Georgia Whitewater rafting was recognized by the 1996 Summer Olympics event along Ocoee River. Whitewater rafting is a sport that is inherently dangerous. Following a few safety tips helps your trip be one in you will celebrate memories and avoid injuries. TheOcoee River, while offering a great thrill ride, can potently be dangerous if precautions are not considered. Whether you are a novice or expert rafter it is always encouraged to listen carefully to your guide.
What can I do to ensure safe whitewater rafting:
- Select a reputable rafting company. Do your research to ensure that you and your family are in the hands of experienced and trained guides.
- While most outfitters offer the safety equipment you will need, it is not a bad idea to inquire ahead of time.
- Wear a lifejacket that will keep you afloat in the event you are thrown overboard as you pass rapids.
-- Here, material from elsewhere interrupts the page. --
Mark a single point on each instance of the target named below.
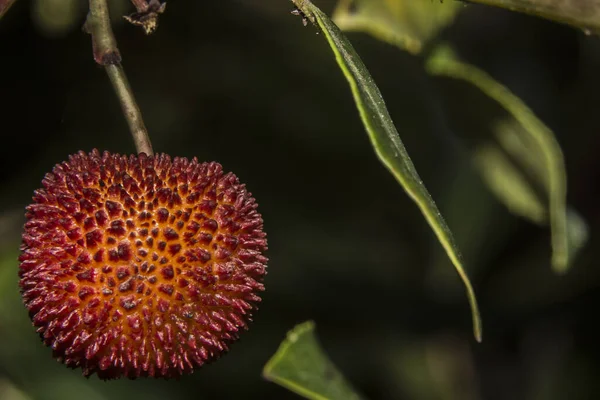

It is important that your lifejacket fit properly; it should be snug, but not tight. If you jacket does not fit properly it might slide up and over your head in water.
- Head protection is not always required, but strongly encouraged. Helmets sometimes make the difference between life and death if you are tossed out of the raft and hit your head on a rock. A helmet fits best when it is taut on your head, restricting it from sliding forward and back.
- Foot protection is equally important while on the river. When you are out of the raft you will have to walk in water where rocks and other sharp objects may lie. Shoes are usually required on rafting trips.
- Keep yourself hydrated. Be sure to carry along more water than you think you’ll need. It is easy to become dehydrated on the water with the amount of energy you exert combined with the heat of the sun.
- Be aware of age and weight limits on particular rivers. Tennessee state law requires all personnel on the Ocoee River to be at least 12 years of age.